Çoban, "AB son maddeyi ticaret yoluyla gerçekleştirebilirim diye ortaya koydu. Bu çevre stratejisi değil, yeni bir uluslararası ticaret sistemi olarak görülmeli" dedi. Çoban, "Bizi en çok etkileyen sınırda karbon düzenlemesi. Bu sanayiciyi ve doğal olarak organize sanayi bölgelerini yakından ilgilendiriyor" diyerek şöyle devam etti:
"AB'ye ihraç edilen ürünün AB sınırları içinde üretilseydi karbon maliyeti ne olacaktı ise onun maliyeti katlanılmasını içeriyor sınırda karbon düzenlemesi. Çevre ve Şehircilik Bakanlığı İklim Değişikliği ile Mücadele Sonuç Bildirgesi'nde emisyon ticaret sistemine geçileceğinin sinyalleri verildi. Temiz üretim yapan sistemler desteklenecek. Sınırda karbon düzenlemesi yeni standartlar da getiriyor. Ne kadarı geri dönüşüm olacak gibi. Kapsam 1 fabrikanın sadece kendi faaliyetlerinde atmosfere saldığı emisyondur. Eğer kullandığınız elektrik ve buharı da katarsanız kapsam 2 olur. OSB'ler burada devreye giriyor. Kapsam 3 hammaddeden ürünün kullanımının bitmesine kadar tüm süreyi kapsıyor.

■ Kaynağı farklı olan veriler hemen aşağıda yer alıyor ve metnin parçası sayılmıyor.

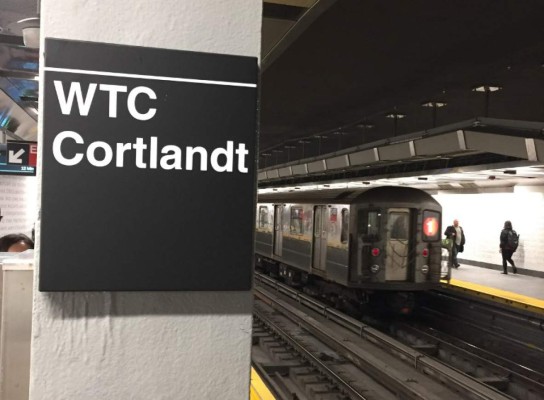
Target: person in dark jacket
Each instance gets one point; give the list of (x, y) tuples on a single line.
[(457, 235), (15, 243), (506, 250)]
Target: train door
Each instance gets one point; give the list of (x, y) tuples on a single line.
[(397, 244), (278, 230), (319, 255)]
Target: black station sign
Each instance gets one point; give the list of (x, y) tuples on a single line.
[(148, 179)]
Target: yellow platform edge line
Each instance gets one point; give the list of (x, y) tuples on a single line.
[(515, 299), (258, 390)]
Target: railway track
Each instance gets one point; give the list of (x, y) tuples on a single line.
[(345, 358)]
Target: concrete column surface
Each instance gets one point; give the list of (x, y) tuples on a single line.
[(145, 345)]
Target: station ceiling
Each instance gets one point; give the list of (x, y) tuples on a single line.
[(341, 74)]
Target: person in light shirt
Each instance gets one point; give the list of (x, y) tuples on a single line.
[(456, 233)]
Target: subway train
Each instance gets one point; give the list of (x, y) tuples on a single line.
[(375, 247)]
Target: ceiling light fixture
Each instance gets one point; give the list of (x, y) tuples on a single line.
[(486, 88)]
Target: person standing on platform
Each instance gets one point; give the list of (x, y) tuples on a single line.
[(508, 246), (456, 234)]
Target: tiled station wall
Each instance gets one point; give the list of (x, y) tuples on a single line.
[(17, 204), (482, 217)]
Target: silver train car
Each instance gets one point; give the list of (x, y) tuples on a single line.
[(383, 239)]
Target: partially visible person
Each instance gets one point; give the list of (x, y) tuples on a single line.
[(457, 235), (15, 243), (508, 246)]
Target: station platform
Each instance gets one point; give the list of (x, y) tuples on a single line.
[(258, 390), (516, 290)]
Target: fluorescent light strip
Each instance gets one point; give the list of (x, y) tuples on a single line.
[(151, 77)]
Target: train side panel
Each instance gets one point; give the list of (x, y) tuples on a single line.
[(337, 268), (264, 228), (296, 232)]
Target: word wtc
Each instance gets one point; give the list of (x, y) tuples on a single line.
[(147, 155)]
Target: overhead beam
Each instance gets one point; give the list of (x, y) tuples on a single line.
[(311, 14)]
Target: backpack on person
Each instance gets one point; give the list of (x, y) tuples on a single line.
[(513, 240)]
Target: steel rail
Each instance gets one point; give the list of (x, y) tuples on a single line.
[(454, 379)]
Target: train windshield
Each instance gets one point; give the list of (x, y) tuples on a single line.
[(431, 226)]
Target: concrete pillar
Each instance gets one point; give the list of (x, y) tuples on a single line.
[(145, 345)]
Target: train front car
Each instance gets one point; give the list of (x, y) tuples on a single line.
[(373, 248), (395, 245)]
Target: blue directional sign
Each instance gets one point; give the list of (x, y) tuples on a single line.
[(18, 158)]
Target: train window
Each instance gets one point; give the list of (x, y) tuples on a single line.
[(345, 222), (297, 226), (368, 224), (431, 226), (263, 217), (398, 226)]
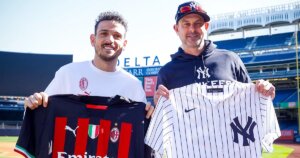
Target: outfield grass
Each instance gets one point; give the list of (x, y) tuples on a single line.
[(280, 151)]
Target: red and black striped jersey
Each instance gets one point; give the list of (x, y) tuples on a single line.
[(84, 126)]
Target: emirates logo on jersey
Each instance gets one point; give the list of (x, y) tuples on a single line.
[(114, 134), (83, 83)]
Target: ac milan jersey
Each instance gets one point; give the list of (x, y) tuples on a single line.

Tekstil ve otomotivde kapsam 2 çok fazla. Yani elektrik üretimindeki karbon maliyeti öne çıkıyor. Yenilenebilir enerji, karbon maliyetinden kurtulmanın en önemli yolu olarak görülüyor. OSB Bölge Müdürlükleri de enerjinin nereden geldiğiyle ilgili izlenebilirliği sağlamaları gerekiyor ki, firmalar da bunu uluslararası ticarette kullanabilsinler. Kömür kullanıyorsanız, enerji üretiminde özellikle büyük markalardan iş almanız mümkün görünmüyor. OSB'ler bu anlamda yenilenebilir enerjiye önem vermek zorunda kalacak. Bir diğer unsur, geri dönüşüm ve kaynak kullanılmasının kısıtlanması konusu. Burada da endüstriyel simbiyoz öne çıkacak. Bir fabrikanın atığı başkasının hammaddesi olabilir. Tek kullanımlık plastiklerin kaldırılması ve geri dönüşebilir ambalajla, dayanıklı tüketim maddelerinde tamir imkanı gibi konular karşımızda olacak. "
Çoban, katılımcıların sorularını da yanıtladı.